This figure shows the Kaplan–Meier curves generated by both the conventional scoring model and SurvTrace. The blue lines represent the Kaplan–Meier curve for the low-risk group as stratified by risk scores from both models. Similarly, the orange and green lines represent the curves for the intermediate- and high-risk groups, respectively. The translucent segments of each line indicate the 95% confidence interval.

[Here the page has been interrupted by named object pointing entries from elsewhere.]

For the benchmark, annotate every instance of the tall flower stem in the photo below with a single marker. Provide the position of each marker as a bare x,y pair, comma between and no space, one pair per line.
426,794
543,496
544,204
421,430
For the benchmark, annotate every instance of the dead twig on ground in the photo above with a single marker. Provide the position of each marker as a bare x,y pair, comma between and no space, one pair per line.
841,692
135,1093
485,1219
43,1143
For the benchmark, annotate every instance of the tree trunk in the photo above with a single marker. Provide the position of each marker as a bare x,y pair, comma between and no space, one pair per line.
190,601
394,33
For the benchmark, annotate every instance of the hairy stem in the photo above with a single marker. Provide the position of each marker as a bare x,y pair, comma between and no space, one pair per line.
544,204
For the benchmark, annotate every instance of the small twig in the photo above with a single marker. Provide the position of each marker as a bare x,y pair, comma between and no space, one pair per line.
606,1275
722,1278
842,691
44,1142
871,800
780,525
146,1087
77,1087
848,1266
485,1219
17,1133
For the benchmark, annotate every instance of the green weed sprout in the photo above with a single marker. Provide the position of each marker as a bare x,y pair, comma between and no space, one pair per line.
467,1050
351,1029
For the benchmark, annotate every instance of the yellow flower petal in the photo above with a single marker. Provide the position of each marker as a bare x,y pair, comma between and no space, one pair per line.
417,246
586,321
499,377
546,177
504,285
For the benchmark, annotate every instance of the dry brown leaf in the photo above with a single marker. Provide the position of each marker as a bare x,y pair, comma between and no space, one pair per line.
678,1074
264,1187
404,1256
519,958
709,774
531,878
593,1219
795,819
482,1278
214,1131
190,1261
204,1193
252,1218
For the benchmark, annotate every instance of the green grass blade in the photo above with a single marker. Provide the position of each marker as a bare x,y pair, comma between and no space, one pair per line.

https://doi.org/10.1371/journal.pone.0304423.g004

Fig 5 presents the SHAP result, indicating that SurvTrace highlighted the influence of pre-existing conditions, such as a history of chronic heart failure.

thumbnail
Fig 5. Summary plot of SurvTrace.

This figure illustrates the Shapley additive explanations (SHAP) of SurvTrace. The horizontal axis indicates the impact on the model’s prediction, with points situated to the right representing a higher risk of future major adverse cardiovascular events (MACE) compared with points on the left. The vertical axis indicates the importance of the explanatory variables. In this model, a history of hospitalization for heart failure (HF) exerts the greatest impact on predicting the risk of future MACE events. The color of each dot indicates the high or low status within each variable; for example, in the “History of HF Hospitalization” column, red indicates that the patient has a history of HF hospitalization, while blue indicates no such history.

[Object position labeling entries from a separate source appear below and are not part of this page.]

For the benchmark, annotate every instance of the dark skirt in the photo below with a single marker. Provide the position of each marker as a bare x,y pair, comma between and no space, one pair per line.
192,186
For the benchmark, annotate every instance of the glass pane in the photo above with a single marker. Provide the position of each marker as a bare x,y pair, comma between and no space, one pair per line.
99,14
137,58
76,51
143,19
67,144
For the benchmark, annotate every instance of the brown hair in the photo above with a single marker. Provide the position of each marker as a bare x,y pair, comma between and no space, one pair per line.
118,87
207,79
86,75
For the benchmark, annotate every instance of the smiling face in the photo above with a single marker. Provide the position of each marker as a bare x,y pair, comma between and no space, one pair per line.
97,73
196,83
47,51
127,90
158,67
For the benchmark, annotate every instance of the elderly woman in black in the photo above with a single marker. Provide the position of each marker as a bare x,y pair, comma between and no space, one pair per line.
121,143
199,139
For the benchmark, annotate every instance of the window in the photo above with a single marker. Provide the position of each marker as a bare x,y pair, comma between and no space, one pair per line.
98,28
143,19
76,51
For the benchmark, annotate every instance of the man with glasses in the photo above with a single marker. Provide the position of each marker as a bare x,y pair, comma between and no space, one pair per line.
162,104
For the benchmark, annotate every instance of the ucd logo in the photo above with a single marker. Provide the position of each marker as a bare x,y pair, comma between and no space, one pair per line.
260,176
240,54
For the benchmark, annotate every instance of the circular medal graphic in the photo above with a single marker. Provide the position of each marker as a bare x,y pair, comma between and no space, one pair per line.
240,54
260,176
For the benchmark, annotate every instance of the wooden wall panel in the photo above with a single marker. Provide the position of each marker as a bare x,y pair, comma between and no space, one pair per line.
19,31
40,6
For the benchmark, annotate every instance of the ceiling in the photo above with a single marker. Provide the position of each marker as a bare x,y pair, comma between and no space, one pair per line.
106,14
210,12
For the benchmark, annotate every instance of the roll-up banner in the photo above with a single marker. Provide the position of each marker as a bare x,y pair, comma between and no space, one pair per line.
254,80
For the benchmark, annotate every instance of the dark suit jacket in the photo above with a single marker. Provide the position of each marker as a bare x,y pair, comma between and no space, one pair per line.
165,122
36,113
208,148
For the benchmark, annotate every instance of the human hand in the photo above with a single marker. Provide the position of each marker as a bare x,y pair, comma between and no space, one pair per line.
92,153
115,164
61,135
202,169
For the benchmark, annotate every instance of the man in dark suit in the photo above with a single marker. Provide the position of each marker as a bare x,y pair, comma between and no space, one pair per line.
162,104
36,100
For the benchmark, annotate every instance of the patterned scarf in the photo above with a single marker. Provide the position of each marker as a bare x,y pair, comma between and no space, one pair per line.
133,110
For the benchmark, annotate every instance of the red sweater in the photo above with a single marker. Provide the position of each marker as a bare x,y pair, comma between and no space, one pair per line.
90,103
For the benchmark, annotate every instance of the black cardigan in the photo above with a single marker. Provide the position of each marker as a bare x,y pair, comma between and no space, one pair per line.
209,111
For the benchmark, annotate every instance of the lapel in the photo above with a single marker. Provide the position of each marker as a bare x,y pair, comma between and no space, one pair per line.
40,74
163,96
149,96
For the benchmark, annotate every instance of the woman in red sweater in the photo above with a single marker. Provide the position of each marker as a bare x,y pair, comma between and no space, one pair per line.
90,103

https://doi.org/10.1371/journal.pone.0304423.g005

In the first sensitivity analysis, cases with missing values were excluded from both training and test datasets. Post-exclusion, the training dataset comprised 2137 cases, and the test dataset contained 254 cases. The c-index for SurvTrace was 0.71, compared with 0.66 for the conventional scoring system. The second sensitivity analysis involved adjusting the proportion of the test dataset to 20%. Following this modification, the analysis was performed using one of the five pseudo-complete datasets generated by the multiple imputation method, including both training and test datasets. This adjustment yielded a c-index of 0.68 for SurvTrace and 0.66 for the conventional scoring system. In the final sensitivity analysis, after excluding patients with a history of PCI from one of the five pseudo-complete training and test datasets, the c-index for SurvTrace was 0.69, compared with 0.63 for the conventional scoring system.

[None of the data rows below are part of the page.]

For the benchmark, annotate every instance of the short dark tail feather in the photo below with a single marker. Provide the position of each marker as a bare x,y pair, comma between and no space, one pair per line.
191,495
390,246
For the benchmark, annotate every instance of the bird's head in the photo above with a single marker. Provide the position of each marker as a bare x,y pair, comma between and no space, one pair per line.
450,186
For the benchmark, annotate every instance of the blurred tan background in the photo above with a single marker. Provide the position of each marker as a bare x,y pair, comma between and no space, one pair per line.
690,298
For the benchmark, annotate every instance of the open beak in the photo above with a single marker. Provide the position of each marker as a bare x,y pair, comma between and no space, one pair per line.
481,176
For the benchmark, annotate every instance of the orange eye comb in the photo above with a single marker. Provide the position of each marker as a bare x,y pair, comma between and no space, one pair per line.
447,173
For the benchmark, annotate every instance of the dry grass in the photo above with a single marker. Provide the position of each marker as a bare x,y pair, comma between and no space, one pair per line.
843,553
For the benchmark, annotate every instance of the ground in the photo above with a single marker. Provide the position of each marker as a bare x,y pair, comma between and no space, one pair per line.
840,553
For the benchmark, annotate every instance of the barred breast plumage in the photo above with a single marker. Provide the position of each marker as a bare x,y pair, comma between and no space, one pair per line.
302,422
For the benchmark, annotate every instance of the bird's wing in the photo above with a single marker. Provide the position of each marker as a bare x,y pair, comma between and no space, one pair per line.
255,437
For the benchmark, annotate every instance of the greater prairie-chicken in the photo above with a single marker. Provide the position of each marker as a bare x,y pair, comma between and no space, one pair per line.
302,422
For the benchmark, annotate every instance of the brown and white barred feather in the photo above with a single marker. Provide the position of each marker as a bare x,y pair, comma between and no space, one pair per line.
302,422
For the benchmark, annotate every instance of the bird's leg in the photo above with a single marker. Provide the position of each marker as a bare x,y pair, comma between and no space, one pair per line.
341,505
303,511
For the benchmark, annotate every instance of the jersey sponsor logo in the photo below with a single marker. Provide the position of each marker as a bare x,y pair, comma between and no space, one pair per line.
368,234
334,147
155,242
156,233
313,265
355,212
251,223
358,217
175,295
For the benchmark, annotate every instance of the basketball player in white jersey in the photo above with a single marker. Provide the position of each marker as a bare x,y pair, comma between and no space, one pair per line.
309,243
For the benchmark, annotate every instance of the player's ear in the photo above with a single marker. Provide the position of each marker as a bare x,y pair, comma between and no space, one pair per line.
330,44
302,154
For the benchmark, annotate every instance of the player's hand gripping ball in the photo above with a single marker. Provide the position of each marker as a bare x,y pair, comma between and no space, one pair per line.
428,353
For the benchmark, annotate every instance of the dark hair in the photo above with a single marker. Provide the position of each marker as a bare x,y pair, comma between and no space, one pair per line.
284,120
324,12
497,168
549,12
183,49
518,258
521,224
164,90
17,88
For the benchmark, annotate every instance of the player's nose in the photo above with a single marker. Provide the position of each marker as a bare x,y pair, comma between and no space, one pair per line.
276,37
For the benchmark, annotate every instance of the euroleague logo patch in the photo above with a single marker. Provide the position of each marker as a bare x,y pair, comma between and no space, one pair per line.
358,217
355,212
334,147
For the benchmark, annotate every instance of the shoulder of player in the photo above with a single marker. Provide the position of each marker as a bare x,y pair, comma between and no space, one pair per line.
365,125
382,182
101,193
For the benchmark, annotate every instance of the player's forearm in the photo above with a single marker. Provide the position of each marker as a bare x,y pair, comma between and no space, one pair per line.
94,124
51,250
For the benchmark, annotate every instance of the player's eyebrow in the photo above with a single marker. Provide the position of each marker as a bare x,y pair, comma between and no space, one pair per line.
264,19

This figure illustrates the flowchart of the study. Initially, all data were split into training and test datasets at a 9:1 ratio. To address missing values, multiple imputation was applied to both datasets, generating five pseudo-complete datasets for each. A separate 25% segment of the training dataset was reserved for validation. Subsequently, survival analysis was performed on each pseudo-complete dataset, and the c-index was calculated. Finally, Rubin’s rules were used to integrate the c-index values from each dataset to compute the final result. In the figure, yellow-green represents the data used for training the model, orange represents the validation data, and pink represents the data used for testing post-training.

Discussion

This study demonstrated that SurvTrace, a predictive model using the Transformer deep learning algorithm, was effective in predicting recurrent cardiovascular events in patients with ischemic heart disease based on real-world clinical data. Compared with conventional scoring system, SurvTrace not only demonstrated superior accuracy in event prediction but also showed an improved ability to stratify high-risk patients.

The Transformer-based SurvTrace model demonstrated significantly higher prediction accuracy for recurrent cardiovascular events in patients with ischemic heart disease, using real-world clinical data, than did conventional scoring system. SurvTrace also demonstrated a significantly greater capacity for high-risk patient stratification relative to conventional scoring system. The model maintained its superior performance across a range of sensitivity analyses, which included the exclusion of missing values from the training and test datasets, modification of the test set percentages, and the exclusion of patients with a history of PCI. These results are consistent with previous studies that have underscored the superiority of machine learning and deep learning algorithms over conventional scoring systems [6, 18]. The high accuracy of these advanced models is likely attributed to their ability to identify complex patterns among explanatory variables, a feature not present in conventional methods. Typically, conventional scoring systems rely on linear models, selecting only statistically significant explanatory variables. Such models necessitate explicit definitions of relationships between explanatory variables to account for any interactions, thereby increasing model complexity and raising concerns about multicollinearity and overfitting as the number of variables grows. In contrast, the Transformer algorithm can directly incorporate multiple explanatory variables into its models, capturing nonlinear relationships and complex interactions among them without the need for explicit definitions. In this study, while the conventional scoring system incorporated only important variables such as age, gender, and medical history, SurvTrace used all 171 explanatory variables. This comprehensive approach to feature inclusion may contribute to its higher predictive accuracy.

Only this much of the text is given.